А разве можно забыть о туалетных историях? О таких вещах забывать нельзя. Иногда я чувствую, что мое тело — это сплошной извивающийся кишечник, полный запахов и едва прикрытый тонким слоем кожи. Ницше, как известно, буквально агонизировал в туалете. ВЕссе Homo он проклинал немецкую кухню за пиво с сосисками — пищу, цементирующую задний проход. Как и Гоголь, еще один бесполый невротик, он скитался по городам Северной Италии, ища спасение в пасте и спагетти — антиоксидантах, облегчающих пищеварение.

Но я отвлекся. Мы о туалете: обычные мочеиспускательные ощущения как-то притупились. Кэрол чувствовала, что струю что-то сдерживает, направляя изнутри в узкую воронку. Нагнувшись, она замечала пузырек плоти и капельку урины на нем. И тогда пальцы ее скручивались и замирали, как будто кисть насадили на вертел. Приходилось верить своим глазам — он никуда не делся. А теперь он еще и выпирал из-под губ. Она с трудом заставила себя обхватить его трясущимися пальцами — большим и указательным. В большом зеркале над раковиной она видела свое отражение — темный контур на фоне плитки цвета авокадо. Ноги широко раздвинуты, трусы, как лопасти пропеллера, между вывернутыми ступнями; в таком положении она потела и изворачивалась на пластиковой подкове унитаза, как на пыточном стуле.

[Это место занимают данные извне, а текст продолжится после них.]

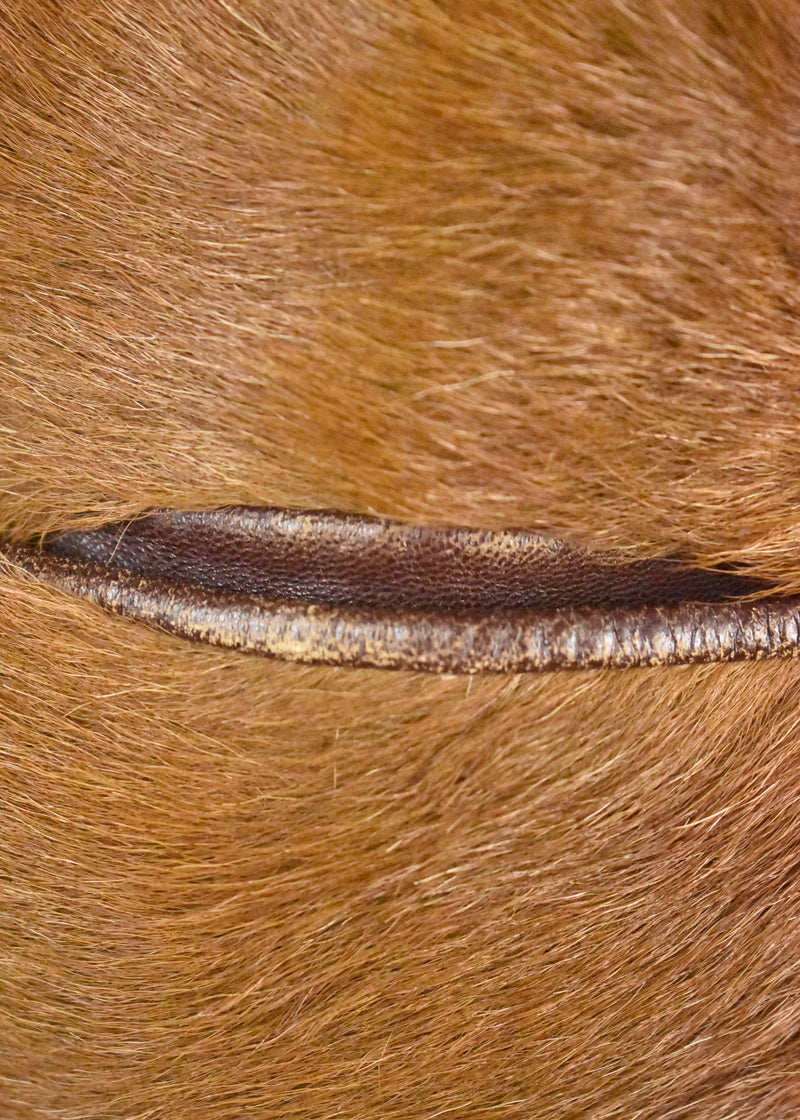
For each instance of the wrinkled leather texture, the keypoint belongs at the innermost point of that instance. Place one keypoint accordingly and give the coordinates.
(338, 589)
(308, 557)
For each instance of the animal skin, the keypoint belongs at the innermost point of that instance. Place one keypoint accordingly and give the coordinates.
(494, 264)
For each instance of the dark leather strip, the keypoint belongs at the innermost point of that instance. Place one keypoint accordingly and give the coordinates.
(325, 587)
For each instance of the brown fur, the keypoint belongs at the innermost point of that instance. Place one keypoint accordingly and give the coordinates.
(487, 262)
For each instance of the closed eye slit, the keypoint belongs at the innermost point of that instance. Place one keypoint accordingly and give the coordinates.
(334, 588)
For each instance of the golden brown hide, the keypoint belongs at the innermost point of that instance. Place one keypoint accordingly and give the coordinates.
(493, 263)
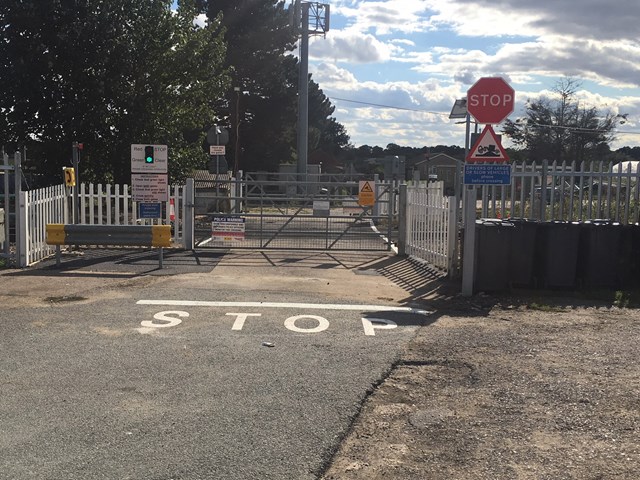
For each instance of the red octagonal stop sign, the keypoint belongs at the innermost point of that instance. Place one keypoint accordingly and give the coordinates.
(490, 100)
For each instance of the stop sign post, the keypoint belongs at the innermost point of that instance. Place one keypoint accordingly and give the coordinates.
(490, 100)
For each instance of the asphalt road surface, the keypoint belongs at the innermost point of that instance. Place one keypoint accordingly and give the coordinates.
(223, 366)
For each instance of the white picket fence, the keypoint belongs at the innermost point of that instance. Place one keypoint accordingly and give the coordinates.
(555, 191)
(98, 204)
(431, 225)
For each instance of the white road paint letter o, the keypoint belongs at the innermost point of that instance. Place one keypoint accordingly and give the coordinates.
(323, 324)
(370, 329)
(240, 318)
(163, 316)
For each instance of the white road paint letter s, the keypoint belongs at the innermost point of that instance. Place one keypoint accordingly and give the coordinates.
(323, 324)
(370, 329)
(240, 318)
(164, 317)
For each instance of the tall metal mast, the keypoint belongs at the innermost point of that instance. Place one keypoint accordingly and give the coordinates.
(308, 18)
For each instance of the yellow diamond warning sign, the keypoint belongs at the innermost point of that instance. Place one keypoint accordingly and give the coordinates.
(366, 195)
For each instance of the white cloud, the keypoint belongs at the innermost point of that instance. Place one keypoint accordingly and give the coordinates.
(376, 57)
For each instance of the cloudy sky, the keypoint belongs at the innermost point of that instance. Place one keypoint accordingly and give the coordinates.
(419, 56)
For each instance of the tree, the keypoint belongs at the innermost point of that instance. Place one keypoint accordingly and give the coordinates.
(107, 74)
(561, 129)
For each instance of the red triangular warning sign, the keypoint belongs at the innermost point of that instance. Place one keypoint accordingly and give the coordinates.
(487, 148)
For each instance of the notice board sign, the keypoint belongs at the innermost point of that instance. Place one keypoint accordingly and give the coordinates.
(487, 174)
(227, 230)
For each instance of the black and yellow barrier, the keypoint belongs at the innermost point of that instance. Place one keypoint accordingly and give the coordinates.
(108, 235)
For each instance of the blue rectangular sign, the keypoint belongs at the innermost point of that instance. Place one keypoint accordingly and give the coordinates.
(487, 174)
(149, 210)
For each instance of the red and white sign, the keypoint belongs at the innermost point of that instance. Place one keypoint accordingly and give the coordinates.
(217, 150)
(490, 100)
(487, 148)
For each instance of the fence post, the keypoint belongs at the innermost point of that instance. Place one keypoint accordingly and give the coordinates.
(402, 220)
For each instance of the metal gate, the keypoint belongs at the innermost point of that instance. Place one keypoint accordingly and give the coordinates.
(288, 212)
(10, 191)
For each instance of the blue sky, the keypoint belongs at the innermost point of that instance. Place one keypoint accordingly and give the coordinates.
(418, 56)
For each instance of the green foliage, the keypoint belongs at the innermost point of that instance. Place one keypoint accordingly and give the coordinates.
(260, 107)
(107, 74)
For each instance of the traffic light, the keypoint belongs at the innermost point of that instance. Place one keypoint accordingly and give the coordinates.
(148, 154)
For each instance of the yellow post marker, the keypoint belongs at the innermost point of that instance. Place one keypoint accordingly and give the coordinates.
(161, 235)
(55, 234)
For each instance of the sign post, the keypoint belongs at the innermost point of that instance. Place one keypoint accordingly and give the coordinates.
(490, 100)
(149, 179)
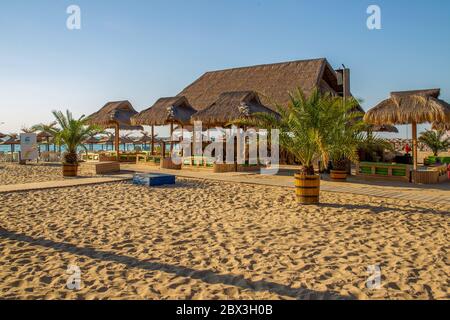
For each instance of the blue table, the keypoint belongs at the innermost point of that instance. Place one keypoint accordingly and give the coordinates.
(153, 179)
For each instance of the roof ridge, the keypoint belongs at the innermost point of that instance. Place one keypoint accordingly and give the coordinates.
(265, 65)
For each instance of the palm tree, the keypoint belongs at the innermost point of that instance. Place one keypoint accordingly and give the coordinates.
(45, 128)
(435, 140)
(72, 133)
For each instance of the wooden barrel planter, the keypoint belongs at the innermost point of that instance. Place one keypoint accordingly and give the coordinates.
(338, 175)
(70, 170)
(307, 188)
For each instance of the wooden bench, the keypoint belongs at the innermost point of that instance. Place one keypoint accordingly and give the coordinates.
(383, 170)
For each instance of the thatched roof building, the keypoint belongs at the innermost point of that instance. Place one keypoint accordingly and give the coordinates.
(117, 115)
(406, 107)
(12, 139)
(112, 113)
(271, 82)
(231, 106)
(166, 111)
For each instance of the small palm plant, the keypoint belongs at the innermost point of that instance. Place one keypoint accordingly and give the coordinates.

Тем не менее она схватила его. И когда она почувствовала меж пальцами к тому времени уже мясистую личинку с хрящиком посредине, с ней что-то произошло. С одной стороны, бремя знания стало еще тяжелее, большая берцовая кость, сорвавшись с пиратского флага, вонзилась в ее жизнь, отделив обладательницу тайны от обшего стада. (Хотя можно с полной уверенностью сказать, что секрет этот для Кэрол был не более страшный, чем, скажем, адюльтер или умерщвленный плод.) Но, с другой стороны, точнее, прямо между ног, у нее торчал отросток. Личинка уже вполне себе выросла. И когда она, все еще со спущенными трусами, дрожа и сдерживая рвоту, вытащила его и прижала к шестидюймовой рулетке, ей невольно вспомнился ее брат Стивен, которого она несколько лет назад поймала затем же занятием. Воспоминание это она просто так отбросить не могла. Кроме того, личинка эта вовсе не была чем-то необычным; нечто подобное она встречала не раз, хотя и в абсолютно другом контексте.